The process looks the same as for the ‘Transform’ tab, until I come to enter the value used for multiplication.  I see I have the option to use values from a column as an alternative to using a fixed value.  This was not available in the ‘Transform’ tab.  I use a fixed value for now, and complete my action.  I would have liked the option to name my new column, but I can change it later.

A new column Multiplication has appeared.  If I rename this to ‘Sale Price’ I can see both of my prices:

Since I was given the option to select values from a column as part of the ‘Standard’ multiplication functionality, I try selecting two numeric columns to see what options are available on ‘Standard’.

Having selected Price and Quantity, I have the option of creating a new column by combining the values in my selected columns.  I can perform all the ‘Standard’ operations with the exception of ‘Percentage’.

I opt to multiply my columns and create a new column which I rename to show the potential returns if I sell all my stock at pre-sales prices.  I can create another column from the Sale Price and Quantity to show the effects of the proposed sale.

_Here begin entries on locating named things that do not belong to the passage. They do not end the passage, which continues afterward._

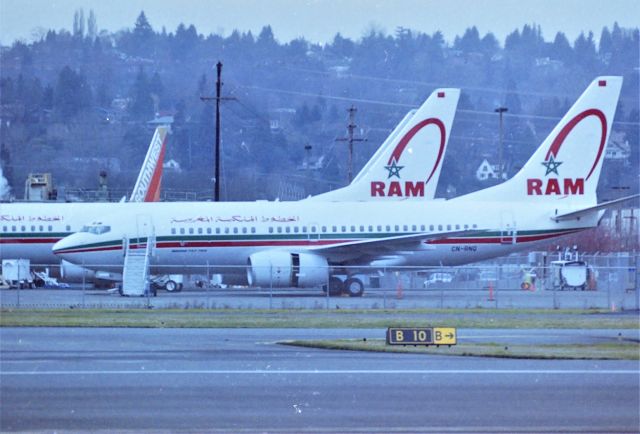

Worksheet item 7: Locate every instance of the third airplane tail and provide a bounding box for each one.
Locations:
[129,126,169,202]
[460,77,622,209]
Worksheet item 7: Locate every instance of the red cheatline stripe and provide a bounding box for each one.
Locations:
[425,229,582,244]
[0,238,62,244]
[55,240,357,254]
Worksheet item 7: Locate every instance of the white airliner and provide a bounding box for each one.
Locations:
[0,126,168,281]
[0,89,460,274]
[53,77,622,296]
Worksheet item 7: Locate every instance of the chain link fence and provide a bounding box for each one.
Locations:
[0,253,640,311]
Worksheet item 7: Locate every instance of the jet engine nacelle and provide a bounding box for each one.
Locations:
[60,259,96,283]
[247,250,329,288]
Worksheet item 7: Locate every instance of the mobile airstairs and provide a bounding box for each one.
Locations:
[120,236,156,296]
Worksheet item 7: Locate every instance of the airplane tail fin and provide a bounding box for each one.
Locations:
[461,77,622,204]
[129,126,169,202]
[307,89,460,201]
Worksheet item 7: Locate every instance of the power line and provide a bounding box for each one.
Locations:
[237,84,640,126]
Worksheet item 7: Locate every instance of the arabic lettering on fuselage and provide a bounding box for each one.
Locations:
[0,214,64,222]
[171,215,300,223]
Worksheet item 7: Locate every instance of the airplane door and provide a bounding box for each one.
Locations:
[500,211,518,244]
[132,214,154,249]
[307,223,320,243]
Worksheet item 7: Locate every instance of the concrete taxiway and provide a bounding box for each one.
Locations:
[0,288,640,310]
[0,328,640,432]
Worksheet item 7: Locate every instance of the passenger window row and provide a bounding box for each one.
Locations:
[171,224,478,235]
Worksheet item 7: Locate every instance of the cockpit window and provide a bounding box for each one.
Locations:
[80,224,111,235]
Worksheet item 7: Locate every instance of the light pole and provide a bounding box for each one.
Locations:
[494,107,509,181]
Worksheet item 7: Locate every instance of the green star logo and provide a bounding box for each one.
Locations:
[542,155,562,176]
[384,158,404,179]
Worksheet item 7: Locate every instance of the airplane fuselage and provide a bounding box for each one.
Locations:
[50,200,597,282]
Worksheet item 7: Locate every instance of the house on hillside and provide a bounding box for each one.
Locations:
[604,131,631,165]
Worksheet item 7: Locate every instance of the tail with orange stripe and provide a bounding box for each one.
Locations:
[129,126,169,202]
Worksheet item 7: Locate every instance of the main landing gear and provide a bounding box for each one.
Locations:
[322,276,364,297]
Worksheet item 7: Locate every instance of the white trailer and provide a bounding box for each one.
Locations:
[551,261,591,291]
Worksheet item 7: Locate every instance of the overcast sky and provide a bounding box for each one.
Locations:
[0,0,640,45]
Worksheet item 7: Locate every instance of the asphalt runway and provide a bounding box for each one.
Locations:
[0,328,640,433]
[0,288,640,310]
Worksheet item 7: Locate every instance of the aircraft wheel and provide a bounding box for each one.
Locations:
[344,277,364,297]
[322,276,343,296]
[164,280,180,292]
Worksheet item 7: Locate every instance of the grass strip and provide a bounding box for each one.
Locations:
[280,339,640,360]
[0,309,640,329]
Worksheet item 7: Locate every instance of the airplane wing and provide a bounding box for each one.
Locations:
[551,194,640,222]
[309,229,488,261]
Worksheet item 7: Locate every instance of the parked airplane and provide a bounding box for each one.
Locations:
[53,77,622,296]
[306,89,460,202]
[0,126,168,281]
[0,89,460,280]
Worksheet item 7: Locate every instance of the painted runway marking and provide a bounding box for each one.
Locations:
[0,369,640,376]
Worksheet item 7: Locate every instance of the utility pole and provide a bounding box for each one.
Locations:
[200,61,235,202]
[494,107,509,181]
[336,104,367,184]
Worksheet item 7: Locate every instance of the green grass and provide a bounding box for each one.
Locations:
[0,309,640,329]
[281,339,640,360]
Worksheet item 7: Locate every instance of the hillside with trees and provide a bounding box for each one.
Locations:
[0,11,640,200]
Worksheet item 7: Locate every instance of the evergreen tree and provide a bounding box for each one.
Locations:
[87,9,98,40]
[129,67,153,121]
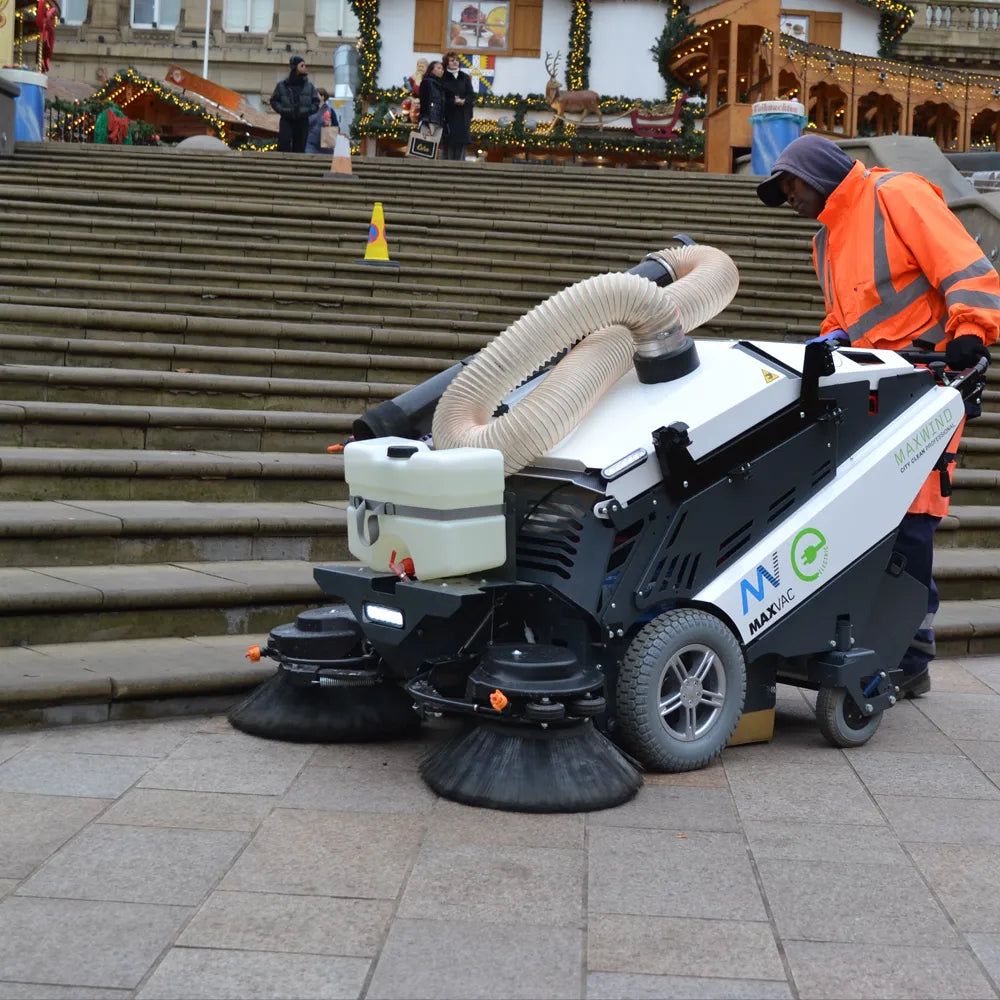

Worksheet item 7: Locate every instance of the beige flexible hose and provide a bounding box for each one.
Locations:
[431,246,739,475]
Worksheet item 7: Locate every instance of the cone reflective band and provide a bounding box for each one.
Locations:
[365,604,403,628]
[365,201,389,260]
[361,201,399,267]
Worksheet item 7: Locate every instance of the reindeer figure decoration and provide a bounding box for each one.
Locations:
[545,52,604,131]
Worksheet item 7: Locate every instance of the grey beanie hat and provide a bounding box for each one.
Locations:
[757,132,854,208]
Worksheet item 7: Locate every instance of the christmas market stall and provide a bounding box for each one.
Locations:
[48,66,278,149]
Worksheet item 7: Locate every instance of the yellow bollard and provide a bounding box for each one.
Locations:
[358,201,399,267]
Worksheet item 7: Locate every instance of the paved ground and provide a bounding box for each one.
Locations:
[0,657,1000,1000]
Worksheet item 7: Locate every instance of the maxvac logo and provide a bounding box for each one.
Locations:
[740,552,781,615]
[790,528,830,583]
[740,552,795,635]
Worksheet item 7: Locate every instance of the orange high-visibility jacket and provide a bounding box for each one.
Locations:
[813,162,1000,517]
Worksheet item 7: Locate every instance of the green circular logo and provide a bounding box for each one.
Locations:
[792,528,830,583]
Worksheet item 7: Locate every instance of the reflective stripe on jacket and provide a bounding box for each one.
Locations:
[813,162,1000,350]
[813,163,1000,517]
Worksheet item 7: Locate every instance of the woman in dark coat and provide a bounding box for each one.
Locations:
[420,59,445,142]
[441,52,476,160]
[271,56,319,153]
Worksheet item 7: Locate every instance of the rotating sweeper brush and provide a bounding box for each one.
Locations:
[230,245,983,812]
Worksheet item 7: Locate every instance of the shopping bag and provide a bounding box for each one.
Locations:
[406,132,441,160]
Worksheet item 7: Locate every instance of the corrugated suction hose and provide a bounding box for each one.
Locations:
[431,246,739,475]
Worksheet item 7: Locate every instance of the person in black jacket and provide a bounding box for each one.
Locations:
[271,56,319,153]
[441,52,476,160]
[420,59,445,143]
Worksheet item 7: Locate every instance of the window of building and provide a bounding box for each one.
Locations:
[222,0,274,35]
[59,0,87,24]
[316,0,358,38]
[132,0,181,28]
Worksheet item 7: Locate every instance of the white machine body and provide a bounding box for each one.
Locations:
[344,341,964,642]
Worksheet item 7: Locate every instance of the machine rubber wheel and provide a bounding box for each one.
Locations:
[616,608,747,771]
[816,688,882,747]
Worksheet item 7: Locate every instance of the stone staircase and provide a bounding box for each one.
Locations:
[0,144,1000,652]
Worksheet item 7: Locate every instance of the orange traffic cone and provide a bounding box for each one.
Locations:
[323,135,358,181]
[358,201,399,267]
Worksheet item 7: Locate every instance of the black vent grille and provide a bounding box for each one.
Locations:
[608,521,644,573]
[517,499,587,580]
[767,486,795,524]
[654,552,701,594]
[810,459,833,487]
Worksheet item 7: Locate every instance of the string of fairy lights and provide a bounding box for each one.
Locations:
[14,4,47,70]
[566,0,591,90]
[674,18,1000,149]
[49,66,229,142]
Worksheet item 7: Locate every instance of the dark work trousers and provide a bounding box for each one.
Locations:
[895,514,941,676]
[278,115,309,153]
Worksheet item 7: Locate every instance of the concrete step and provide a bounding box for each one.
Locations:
[934,546,1000,604]
[0,302,503,360]
[934,600,1000,656]
[934,503,1000,550]
[0,559,323,646]
[951,467,1000,507]
[0,254,824,315]
[0,500,350,567]
[958,436,1000,471]
[0,400,361,452]
[0,364,408,414]
[0,601,1000,729]
[0,635,274,730]
[0,276,823,330]
[0,333,451,385]
[0,447,346,503]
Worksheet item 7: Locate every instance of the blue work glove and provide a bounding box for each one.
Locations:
[806,330,851,347]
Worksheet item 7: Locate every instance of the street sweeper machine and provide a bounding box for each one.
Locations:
[230,238,985,812]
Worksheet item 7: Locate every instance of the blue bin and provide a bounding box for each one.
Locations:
[0,69,49,142]
[750,101,807,177]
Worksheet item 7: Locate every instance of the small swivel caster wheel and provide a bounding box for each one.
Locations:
[816,688,882,747]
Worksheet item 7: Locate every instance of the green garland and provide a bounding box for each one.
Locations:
[872,0,917,59]
[566,0,591,90]
[351,0,382,97]
[354,115,704,159]
[649,0,695,101]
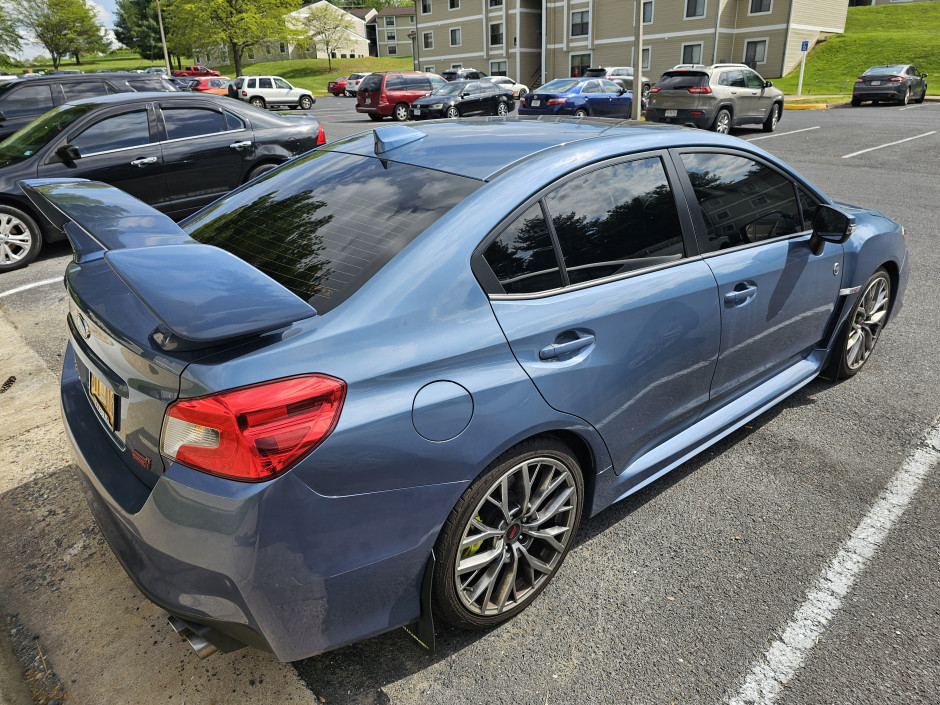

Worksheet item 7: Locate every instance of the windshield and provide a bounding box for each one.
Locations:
[862,65,907,76]
[0,103,98,168]
[539,78,578,93]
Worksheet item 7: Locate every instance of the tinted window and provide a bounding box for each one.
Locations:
[69,110,150,156]
[483,204,563,294]
[62,81,110,100]
[163,108,225,140]
[682,153,803,252]
[186,151,481,314]
[0,84,52,118]
[545,158,684,284]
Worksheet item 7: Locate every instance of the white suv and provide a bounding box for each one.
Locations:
[229,76,317,110]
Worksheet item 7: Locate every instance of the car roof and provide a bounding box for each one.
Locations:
[325,116,764,181]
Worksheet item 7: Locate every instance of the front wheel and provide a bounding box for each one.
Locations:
[829,269,891,379]
[433,437,584,629]
[0,206,42,272]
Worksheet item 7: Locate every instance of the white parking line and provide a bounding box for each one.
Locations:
[0,277,62,299]
[842,130,937,159]
[745,125,819,142]
[728,419,940,705]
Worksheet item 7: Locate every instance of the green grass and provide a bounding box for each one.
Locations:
[774,2,940,95]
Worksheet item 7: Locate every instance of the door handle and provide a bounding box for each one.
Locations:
[725,284,757,306]
[539,335,594,360]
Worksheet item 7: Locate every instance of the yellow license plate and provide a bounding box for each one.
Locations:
[88,370,114,429]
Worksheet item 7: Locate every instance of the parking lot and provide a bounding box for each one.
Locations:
[0,103,940,705]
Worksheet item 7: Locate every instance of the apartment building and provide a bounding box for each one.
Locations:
[416,0,848,85]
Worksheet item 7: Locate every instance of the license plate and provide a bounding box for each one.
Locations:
[88,370,114,430]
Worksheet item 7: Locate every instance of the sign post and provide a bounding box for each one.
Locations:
[796,39,809,95]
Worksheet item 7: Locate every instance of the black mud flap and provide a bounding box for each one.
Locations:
[402,551,437,656]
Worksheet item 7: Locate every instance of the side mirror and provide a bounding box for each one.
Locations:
[809,203,855,255]
[55,142,82,162]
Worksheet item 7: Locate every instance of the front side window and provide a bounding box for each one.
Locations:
[69,110,150,157]
[545,157,685,284]
[682,153,815,254]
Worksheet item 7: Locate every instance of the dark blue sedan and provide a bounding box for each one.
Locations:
[519,78,633,118]
[33,118,909,661]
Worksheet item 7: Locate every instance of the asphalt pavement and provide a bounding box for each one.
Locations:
[0,96,940,705]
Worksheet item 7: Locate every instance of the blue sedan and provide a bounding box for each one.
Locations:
[33,118,909,661]
[519,78,633,118]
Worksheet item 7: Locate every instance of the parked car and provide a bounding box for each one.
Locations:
[326,76,349,97]
[233,76,317,110]
[343,73,369,96]
[584,66,653,100]
[852,64,927,107]
[411,80,516,120]
[645,64,783,134]
[0,93,325,272]
[356,71,446,121]
[0,72,177,140]
[519,78,633,118]
[441,67,487,81]
[33,119,909,661]
[486,76,529,100]
[189,76,232,95]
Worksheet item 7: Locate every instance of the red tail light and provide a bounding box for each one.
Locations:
[160,375,346,482]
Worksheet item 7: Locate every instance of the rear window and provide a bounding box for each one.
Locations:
[656,71,708,91]
[185,150,482,314]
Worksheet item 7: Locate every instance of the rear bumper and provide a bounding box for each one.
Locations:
[61,345,454,661]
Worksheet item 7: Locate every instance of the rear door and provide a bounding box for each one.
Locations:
[480,153,720,479]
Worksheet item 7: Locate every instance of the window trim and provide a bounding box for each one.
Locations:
[470,149,696,301]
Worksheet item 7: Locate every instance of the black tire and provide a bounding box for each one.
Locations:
[711,108,731,135]
[761,103,780,132]
[0,205,42,272]
[432,436,584,629]
[826,268,891,379]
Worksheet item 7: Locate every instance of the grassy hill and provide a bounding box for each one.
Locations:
[774,2,940,94]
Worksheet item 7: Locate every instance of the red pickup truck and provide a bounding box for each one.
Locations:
[173,66,222,76]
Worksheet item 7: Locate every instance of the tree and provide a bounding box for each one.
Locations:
[19,0,102,69]
[303,2,356,71]
[163,0,301,76]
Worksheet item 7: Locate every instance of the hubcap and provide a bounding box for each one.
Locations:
[0,213,33,264]
[454,458,578,616]
[845,277,890,370]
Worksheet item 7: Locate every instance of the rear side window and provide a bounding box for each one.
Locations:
[186,151,482,314]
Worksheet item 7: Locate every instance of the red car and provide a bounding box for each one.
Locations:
[326,76,349,97]
[356,71,447,122]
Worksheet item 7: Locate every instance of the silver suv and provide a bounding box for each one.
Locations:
[644,64,783,133]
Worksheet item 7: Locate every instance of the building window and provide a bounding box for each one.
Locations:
[571,54,591,76]
[490,22,503,47]
[571,10,591,37]
[744,39,767,68]
[682,42,702,64]
[685,0,705,19]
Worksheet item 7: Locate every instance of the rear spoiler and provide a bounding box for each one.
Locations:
[20,179,317,351]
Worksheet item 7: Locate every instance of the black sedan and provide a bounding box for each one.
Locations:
[852,64,927,107]
[0,93,326,272]
[411,81,516,120]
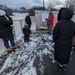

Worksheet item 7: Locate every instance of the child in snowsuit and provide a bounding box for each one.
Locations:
[23,24,31,42]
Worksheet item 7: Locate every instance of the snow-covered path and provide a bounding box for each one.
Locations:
[0,33,53,75]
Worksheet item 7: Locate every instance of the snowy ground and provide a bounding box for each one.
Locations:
[0,33,54,75]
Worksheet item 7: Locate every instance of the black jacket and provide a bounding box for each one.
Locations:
[0,16,13,38]
[53,8,75,64]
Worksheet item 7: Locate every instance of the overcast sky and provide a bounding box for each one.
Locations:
[0,0,65,8]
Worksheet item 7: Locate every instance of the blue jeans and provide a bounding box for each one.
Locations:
[2,37,15,48]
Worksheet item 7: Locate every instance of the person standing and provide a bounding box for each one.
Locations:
[53,8,75,70]
[22,24,31,42]
[47,11,54,34]
[0,10,18,52]
[25,13,31,28]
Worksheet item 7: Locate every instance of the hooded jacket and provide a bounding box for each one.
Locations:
[47,12,54,25]
[0,10,13,38]
[53,8,75,64]
[25,14,31,28]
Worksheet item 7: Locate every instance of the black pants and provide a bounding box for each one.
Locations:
[24,33,30,42]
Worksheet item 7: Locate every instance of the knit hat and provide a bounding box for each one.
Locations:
[0,10,6,16]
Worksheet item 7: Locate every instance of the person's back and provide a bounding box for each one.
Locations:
[25,13,31,28]
[53,8,75,71]
[22,24,31,42]
[47,11,54,34]
[0,10,19,52]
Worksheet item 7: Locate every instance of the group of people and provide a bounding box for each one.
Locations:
[47,8,75,71]
[0,8,75,70]
[0,10,31,52]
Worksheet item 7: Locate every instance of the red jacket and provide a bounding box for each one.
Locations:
[47,13,54,25]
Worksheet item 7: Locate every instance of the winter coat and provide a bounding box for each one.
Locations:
[47,13,54,25]
[22,26,31,34]
[0,16,13,38]
[25,16,31,28]
[53,8,75,64]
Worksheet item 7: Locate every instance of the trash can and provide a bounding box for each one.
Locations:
[72,36,75,46]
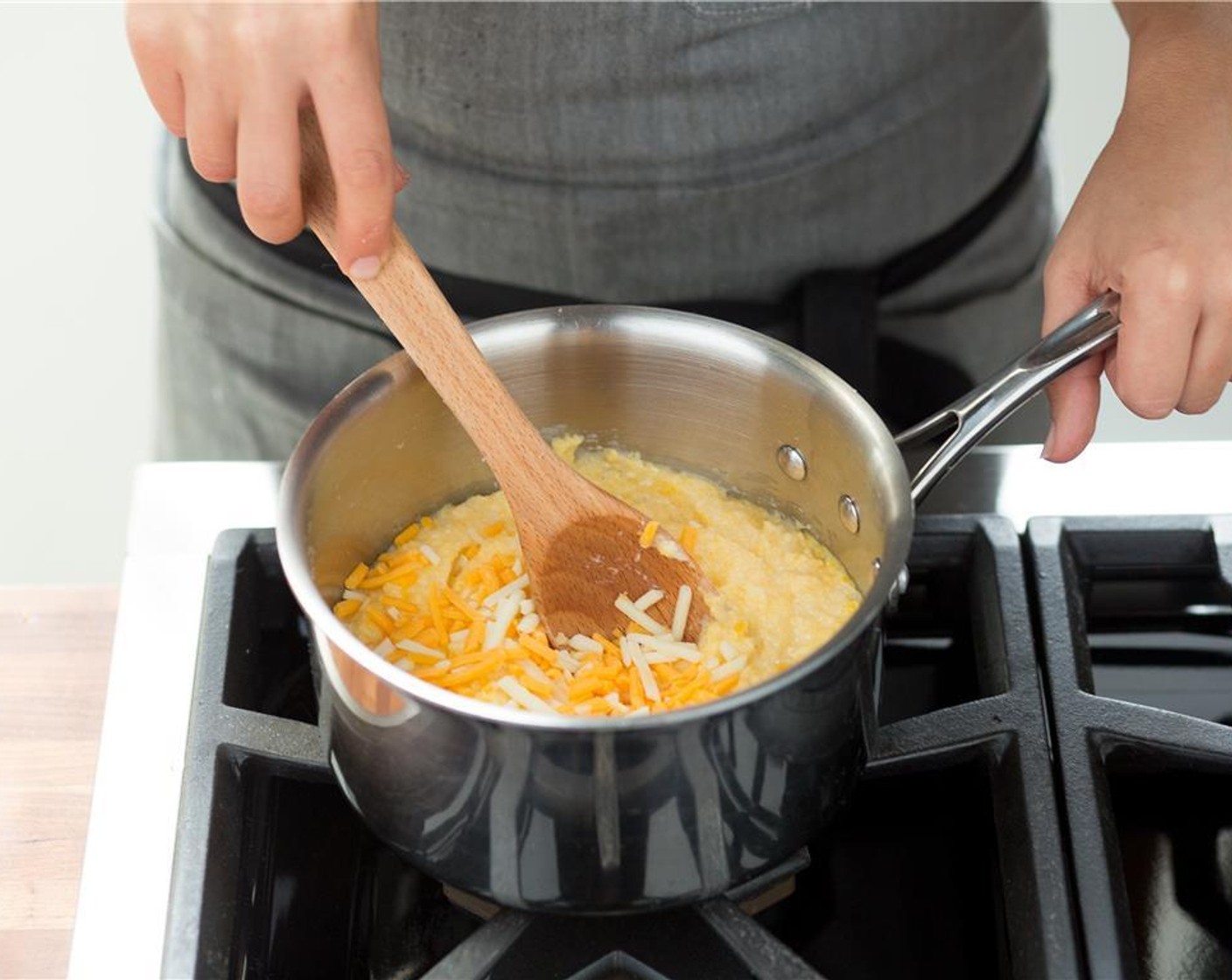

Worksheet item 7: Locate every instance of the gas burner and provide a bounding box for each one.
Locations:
[164,518,1078,980]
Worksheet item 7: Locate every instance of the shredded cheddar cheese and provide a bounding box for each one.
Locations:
[334,438,860,718]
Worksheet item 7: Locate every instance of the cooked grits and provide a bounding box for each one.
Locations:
[334,437,861,717]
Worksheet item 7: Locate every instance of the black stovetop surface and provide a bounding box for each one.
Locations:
[164,516,1232,980]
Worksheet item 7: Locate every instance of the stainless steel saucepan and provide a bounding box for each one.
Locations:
[277,293,1118,913]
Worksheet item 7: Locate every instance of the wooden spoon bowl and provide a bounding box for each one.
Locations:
[299,111,710,640]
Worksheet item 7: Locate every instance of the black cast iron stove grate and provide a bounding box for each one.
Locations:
[1027,516,1232,980]
[164,518,1082,980]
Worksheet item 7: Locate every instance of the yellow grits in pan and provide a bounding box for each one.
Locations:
[334,437,861,718]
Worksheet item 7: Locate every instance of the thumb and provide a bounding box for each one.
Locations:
[1041,256,1104,462]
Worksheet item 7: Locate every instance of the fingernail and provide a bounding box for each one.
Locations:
[1040,423,1057,462]
[347,256,381,278]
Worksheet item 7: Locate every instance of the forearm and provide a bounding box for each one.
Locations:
[1114,0,1232,59]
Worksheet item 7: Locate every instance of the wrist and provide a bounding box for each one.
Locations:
[1117,3,1232,111]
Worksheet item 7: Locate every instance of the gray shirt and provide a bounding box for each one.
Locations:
[381,3,1047,302]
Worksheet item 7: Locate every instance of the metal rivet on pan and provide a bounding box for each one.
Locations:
[775,443,808,480]
[839,494,860,534]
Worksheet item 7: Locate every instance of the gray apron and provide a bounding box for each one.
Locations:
[149,4,1051,458]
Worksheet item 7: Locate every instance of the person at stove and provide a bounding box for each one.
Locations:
[128,3,1232,461]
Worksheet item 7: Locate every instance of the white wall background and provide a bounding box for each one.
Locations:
[0,3,1232,584]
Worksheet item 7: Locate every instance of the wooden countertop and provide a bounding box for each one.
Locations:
[0,587,120,980]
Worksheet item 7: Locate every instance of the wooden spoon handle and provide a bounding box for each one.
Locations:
[299,109,567,513]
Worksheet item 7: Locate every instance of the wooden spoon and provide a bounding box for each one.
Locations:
[299,112,710,640]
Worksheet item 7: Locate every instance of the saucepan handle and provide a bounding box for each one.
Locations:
[894,290,1121,506]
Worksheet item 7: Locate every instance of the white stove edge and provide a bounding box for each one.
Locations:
[67,464,280,980]
[69,441,1232,980]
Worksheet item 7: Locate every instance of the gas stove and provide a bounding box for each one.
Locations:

Whereas the ‘Standard’ option from the ‘Transform’ column enables me to perform simple operations on a numeric column, the ‘Standard’ option from the ‘Add Column’ tab may be used to combine data from more than one column, and present my results whilst still showing the original data.  Some ‘Standard’ options are even available for more than two columns.

This can be a quick way to create a new column via addition or multiplication without creating a custom column.